Cronbach’s alpha for the simplified Chinese DES measured during the six simulation cases were 0.90 (case one, n = 33), 0.91 (case two, n = 34), 0.91 (case three, n = 34), 0.89 (case four, n = 32), 0.81 (case five, n = 33) and 0.90 (case six, n = 34), respectively (see Supplemental Table 1). The test–retest reliability (ICC) was 0.86 (95% CI 0.64–0.98). When it came to the 200 scales, Cronbach’s alpha was determined for both the experience scale and the importance scale, with the Cronbach’s alpha for all items in the experience scale as 0.90, and the Cronbach's alpha for all items in the importance scale as 0.92. The subscale, Analyzing Thoughts and Feelings, exhibited an alpha value below that of the acceptable value 0.70 [24]. Alpha values for the experience and importance scale within the simplified Chinese DES, and for the subscales, are shown in Table 1.

Table 1 Cronbach’s alpha for the simplified Chinese DES

The correlation coefficient between each item and the total score of the experience scale was 0.48 (item 12) to 0.69 (item 9 & item 18), and 0.50 (item 12) to 0.72 (item 18) for the importance scale.

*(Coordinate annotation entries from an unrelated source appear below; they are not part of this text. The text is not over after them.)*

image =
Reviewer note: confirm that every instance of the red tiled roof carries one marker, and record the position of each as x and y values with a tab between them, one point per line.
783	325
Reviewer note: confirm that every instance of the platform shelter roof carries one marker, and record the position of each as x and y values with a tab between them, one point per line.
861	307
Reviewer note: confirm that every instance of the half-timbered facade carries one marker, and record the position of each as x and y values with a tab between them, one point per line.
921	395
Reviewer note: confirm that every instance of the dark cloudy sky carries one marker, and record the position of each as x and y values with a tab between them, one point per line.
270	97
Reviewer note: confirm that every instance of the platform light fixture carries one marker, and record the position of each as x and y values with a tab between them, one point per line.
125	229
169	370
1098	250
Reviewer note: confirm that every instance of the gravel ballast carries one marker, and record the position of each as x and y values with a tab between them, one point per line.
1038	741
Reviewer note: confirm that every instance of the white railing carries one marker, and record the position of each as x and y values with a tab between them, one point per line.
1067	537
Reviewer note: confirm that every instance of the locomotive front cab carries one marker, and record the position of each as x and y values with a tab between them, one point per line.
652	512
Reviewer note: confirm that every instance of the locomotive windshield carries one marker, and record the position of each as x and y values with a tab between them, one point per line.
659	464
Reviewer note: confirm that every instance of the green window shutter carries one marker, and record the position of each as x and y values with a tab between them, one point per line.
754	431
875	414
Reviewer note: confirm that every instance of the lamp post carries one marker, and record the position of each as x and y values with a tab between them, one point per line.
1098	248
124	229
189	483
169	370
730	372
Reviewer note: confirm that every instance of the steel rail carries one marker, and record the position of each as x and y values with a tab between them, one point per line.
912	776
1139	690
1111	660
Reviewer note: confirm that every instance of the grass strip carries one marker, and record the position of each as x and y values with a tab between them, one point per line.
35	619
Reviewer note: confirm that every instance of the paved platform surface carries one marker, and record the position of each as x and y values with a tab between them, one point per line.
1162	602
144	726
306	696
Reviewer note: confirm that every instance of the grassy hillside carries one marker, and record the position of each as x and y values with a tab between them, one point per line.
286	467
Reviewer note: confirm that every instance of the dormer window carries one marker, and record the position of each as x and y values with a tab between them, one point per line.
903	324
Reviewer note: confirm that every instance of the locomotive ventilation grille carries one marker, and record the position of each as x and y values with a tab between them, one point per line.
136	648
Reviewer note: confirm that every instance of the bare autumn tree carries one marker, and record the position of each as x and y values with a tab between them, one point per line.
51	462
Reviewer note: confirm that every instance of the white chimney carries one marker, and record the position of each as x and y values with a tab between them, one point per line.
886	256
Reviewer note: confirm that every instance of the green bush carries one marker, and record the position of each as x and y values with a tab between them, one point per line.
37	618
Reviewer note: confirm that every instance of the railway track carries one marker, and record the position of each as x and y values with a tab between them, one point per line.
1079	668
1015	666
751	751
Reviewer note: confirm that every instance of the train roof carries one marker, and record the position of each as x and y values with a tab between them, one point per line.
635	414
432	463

The correlation coefficient between the subscales and the total score of the experience scale was 0.82 to 0.92, with that for the importance scale was 0.83 to 0.93. The correlation was significant at the 0.01 level (2-tailed) (see Table 2). The correlation coefficient between any two subscales was greater than 0.59 (0.60 to 0.79) and the correlation was significant at the 0.01 level (2-tailed).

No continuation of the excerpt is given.